Ne zaman yalnız kalsa, ne zaman karanlık bir gec - AlıntıSöz

Ne zaman yalnız kalsa, ne zaman karanlık bir gecede yürüse, uyusa, uyansa, içinde bu karmaşık ve güçlü uğultu. Sanki yürümüyor, uyumuyor, düşünmüyor. Koşuyor, hep koşuyor. Binlerce ses tonu, bu seslerin çeşitli yönlere dağılıp dağılıp toplanması, her dağılımın ardından yeni, garip bir bütün oluşturması: Hani bütün harfleri boşluğa saçarsın. Hepsi, güçlü bir esintiyle her bir yana uçuşurlar, uçuştukça ilkin hiçbir anlama gelmeyen heceler, sözcük kümeleri, giderek de ahenkli ve anlamlı bir tümce oluştururlar. Uyumlanırlar... İlk bakışta bize öylesi yabancı bir tümcedir ki, anlamsız sanırız. İpi ancak göğüslemişizdir. Hızın hızı bizi hâlâ sürüklemektedir.
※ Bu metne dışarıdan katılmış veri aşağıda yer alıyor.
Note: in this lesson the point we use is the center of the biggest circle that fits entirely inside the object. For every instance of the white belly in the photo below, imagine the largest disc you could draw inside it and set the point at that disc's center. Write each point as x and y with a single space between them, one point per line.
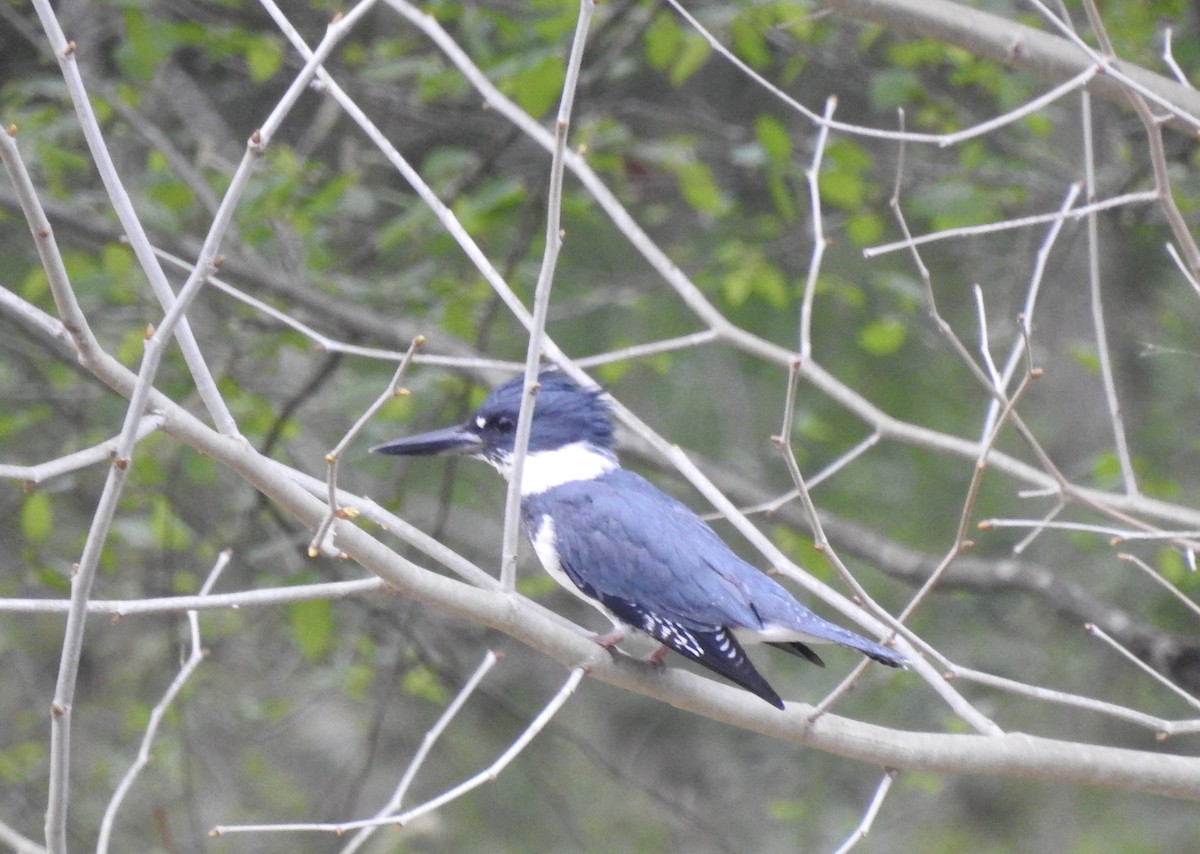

Bu sürükleyiş içinde, ipi göğüslediğimizin bile ayrımında olamayız, kendi içinde uyumlu tümcenin ayrımında olamayız, derken yavaş yavaş duruluruz, soluğumuz düzene girer, her şeyi tek tek seçmeye başlarız, görürüz, anlarız. O tümce biziz. Bizim koşumuz. Sinirimiz, kanımız, geçmişimiz, bugünümüz, geleceğimiz, esen yel, yakan güneş, toprak, taş; asfalt, egzozst ve iğdelerin kokusu; buz, kar, ilkbahar çiçekleri; tutkumuz, özlemimiz, sevişmemiz, sevişememelerimiz, özsuyumuz, terimiz; ipi göğüsleme umudumuz, göğüsleyememe korkumuz; kazanma isteğimiz, kazanmaya karşı durma eğilimimiz... O kadar karmaşık, o kadar da anlaşılabilir bir tümce.